While this can still sometimes pose a risk to professional-patient relationships, most professionals now accept and encourage patients to gain as much relevant information as possible. This allows patients to influence their treatment and know about their condition, how to manage it and when to use health services. It gives them control over their health goals rather than having them defined by a professional who may neither know them nor know what it is like to live with their condition.
There is strong evidence that patients whose treatments include elements of self-management experience greater satisfaction, have more confidence and are better at coping with the impact of their conditions – in the short-term at least. There is also evidence that they may use up fewer resources, through reduced hospital admissions, fewer visits to GPs and fewer days off work.
Admittedly the evidence about these savings largely emerges from research into one or two specific conditions such as asthma and diabetes. It is also possible that the economic benefits of self-management may be partly offset with the cost of developing the services. For example, there is evidence that self-monitoring of oral blood-thinning drugs is as effective or sometimes better than the alternatives, but wide adoption could cost the NHS an additional £8m-£14m per year.
What’s really afoot?
Yet there is little doubt that a well informed patient is a far cheaper commodity than even the lowliest healthcare professional. By creating an army of psuedo-specialists, NHS policy developers have doubtless achieved massive cost savings. But have they created value for patients? Have the economic savings been passed on to other areas of healthcare or merely included in spending reductions? In other words, has the government encouraged self-management because it is the right solution for an increasingly informed population, or as a means of surreptitiously adjusting the purse strings?

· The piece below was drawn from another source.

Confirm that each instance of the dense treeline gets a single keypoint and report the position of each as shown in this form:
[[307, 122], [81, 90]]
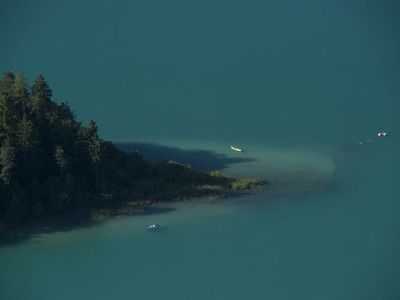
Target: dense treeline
[[50, 163]]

As the New-York-based academic Steven Baumann has written, “political entities and corporations often use language and concepts that sound like they are all about promoting human dignity, autonomy and freedom” but in reality are a thinly guised veil covering cuts in basic services and needs.
It is hard to be confident that this is not the case here. It doesn’t change the fact that when this form of rationing is used in the patients’ interest and embedded into the very fabric of an organisation, it can be a force for good. But it means we need to make sure that the best of the benefits apply each time a decision is taken to introduce a new policy that gives more control to patients.
As two people with a vested interest in healthcare, we are reminded of the Declaration of Geneva: “The health of my patient must be my first concern.” To reduce this noble sentiment to a mere sound-bite by prioritising the vulgar notion of price places political opportunism at direct odds with patient welfare. This would hardly surprise given the escapades of some our elected representatives, so we clearly need to be vigilant. One suspects that a certain Mr Bevan would be more than a little disappointed by this reality.